Well, unfortunately, this one, because any attempt to drop a Box<BitSlice> would try to deallocate len elements rather than len bits, and this would at best crash the program.

So you can’t box BitSlice, is the moral of this story, and because Rust coherence rules mean that Box<BitSlice> is considered property of the std crate rather than the bitvec crate (a topic about which I have nebulous thoughts), there’s nothing I can do to make smart pointers in std handle BitSlice in a sane manner, so bitvec just doesn’t support them.

Reference shenanigans aside, I also got a lot better acquainted with the traits Rust provides in the standard library and all the relationships between them.

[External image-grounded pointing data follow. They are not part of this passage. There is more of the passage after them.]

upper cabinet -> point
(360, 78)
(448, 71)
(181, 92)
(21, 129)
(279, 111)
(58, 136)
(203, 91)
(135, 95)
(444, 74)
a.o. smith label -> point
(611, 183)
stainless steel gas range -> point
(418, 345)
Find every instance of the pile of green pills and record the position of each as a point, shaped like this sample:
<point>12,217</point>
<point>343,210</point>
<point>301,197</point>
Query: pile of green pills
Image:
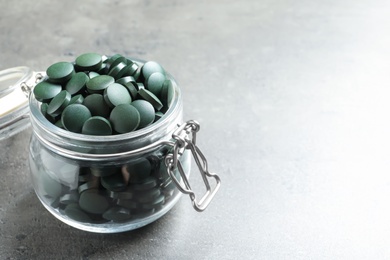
<point>106,194</point>
<point>100,95</point>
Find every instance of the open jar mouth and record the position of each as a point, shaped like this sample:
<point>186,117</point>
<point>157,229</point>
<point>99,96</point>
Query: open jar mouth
<point>105,146</point>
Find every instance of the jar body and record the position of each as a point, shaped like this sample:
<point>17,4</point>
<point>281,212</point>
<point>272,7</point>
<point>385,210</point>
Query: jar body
<point>98,184</point>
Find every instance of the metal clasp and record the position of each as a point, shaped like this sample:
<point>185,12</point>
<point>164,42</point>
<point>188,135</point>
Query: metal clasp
<point>185,138</point>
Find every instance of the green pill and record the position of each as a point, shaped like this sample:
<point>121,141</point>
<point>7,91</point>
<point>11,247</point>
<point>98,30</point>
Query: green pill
<point>156,203</point>
<point>89,61</point>
<point>115,182</point>
<point>158,115</point>
<point>117,214</point>
<point>146,111</point>
<point>125,80</point>
<point>117,61</point>
<point>93,202</point>
<point>60,72</point>
<point>124,118</point>
<point>74,116</point>
<point>147,196</point>
<point>167,93</point>
<point>93,74</point>
<point>74,211</point>
<point>78,99</point>
<point>58,103</point>
<point>116,94</point>
<point>104,171</point>
<point>116,69</point>
<point>99,83</point>
<point>151,98</point>
<point>154,83</point>
<point>77,83</point>
<point>128,70</point>
<point>146,184</point>
<point>44,91</point>
<point>97,125</point>
<point>96,105</point>
<point>44,107</point>
<point>151,67</point>
<point>59,124</point>
<point>139,170</point>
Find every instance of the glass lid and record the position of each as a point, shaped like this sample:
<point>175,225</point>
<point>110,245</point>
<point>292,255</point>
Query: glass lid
<point>14,100</point>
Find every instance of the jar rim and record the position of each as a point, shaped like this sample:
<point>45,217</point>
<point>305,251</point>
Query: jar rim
<point>54,132</point>
<point>14,101</point>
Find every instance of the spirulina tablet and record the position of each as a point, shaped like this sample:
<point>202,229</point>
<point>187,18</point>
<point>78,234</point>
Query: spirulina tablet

Other than my frustration with Index requiring a reference return, I am overall spectacularly pleased with how the standard library traits interplay and work together.

My frustration with Index does have me pondering what an inversion-of-control accessor/mutator pattern might look like. Right now, Index provides a reference to the caller, and does no setup or teardown work other than seeking out a memory address. A proper get/set API, like the get and set special functions in C♯, might declare that they accept some closure which they will provide with a reference, which the getter can only read and the setter can freely mutate, and after the closure ends the setter will properly store back in the collection

1
2
3
4
5
6
7
8
9
10
11
12
13
14
15
16
17
18
19
20
21
22
pub trait Property<Index> {
    type Item;
    fn get<F>(&self, key: Index, op: F) where F: Fn(&Self::Item);
    fn set<F>(&mut self, key: Index, op: F) where F: Fn(&mut Self::Item);
}

impl<E: Endian, T: Bits> Property<usize> for BitSlice<E, T> {
    type Item = bool;
    fn get<F>(&self, key: usize, op: F) where F: Fn(&Self::Item) {
        op(&self[key])
    }
    fn set<F>(&mut self, key: usize, op: F) where F: Fn(&mut Self::Item) {
        let mut tmp = self[key];
        op(&mut tmp);
        self.set(key, tmp);
    }
}

let mut bits = bitvec![1; 8];
Property::set(&mut bits, 5, |bit| {
    *bit = !*bit;
});

This would be an uncomfortably verbose API as it stands, but I think the idiom that Ruby uses often, and Rust shows every now and then (such as for/in loops) of syntax sugar over traits that provide setup/teardown work wrapped around user code that only has to do the interesting part is a powerful pattern and one worth exploring. Ruby’s indexing is implemented by the methods [] and []=, which can take user-provided blocks as arguments such as

1
2
3
4
5
6
7
8
9
10
11
12
13
14
15
16
17
18
19
20
21
22
class Example
  def [] idx, &block
    puts "Yielding []"
    yield self.get(idx)
    puts "Yielded []"
  end
  def []= idx, &block
    puts "Yielding []="
    self.set(idx, yield(self.get(idx)))
    puts "Yielded []="
  end
end

e = Example.new

e[index] do |elt|
  read val
end

e.[]= index do |elt|
  write val
end

The Ruby isn’t perfect, since the sugar pass is not designed to have []= be abused in this manner, but it’s an interesting (at least to me) thought experiment in how an Index/IndexMut trait allowed to perform arbitrary setup and teardown work might look.

Of course, Rust doesn’t do this, because it’s aiming to match expectations of system programmers about what indexing means so it’s supposed to be predictable and relatively trivial.

(On the other hand, BTreeMap in the standard library implements Index and that is clearly an call of non-trivial complexity.)

Anyway. This has been a fun project, I learned a lot, I think it’s reasonably sound and deliverable; I should get back to Cosmonaut and see if this actually does what I need.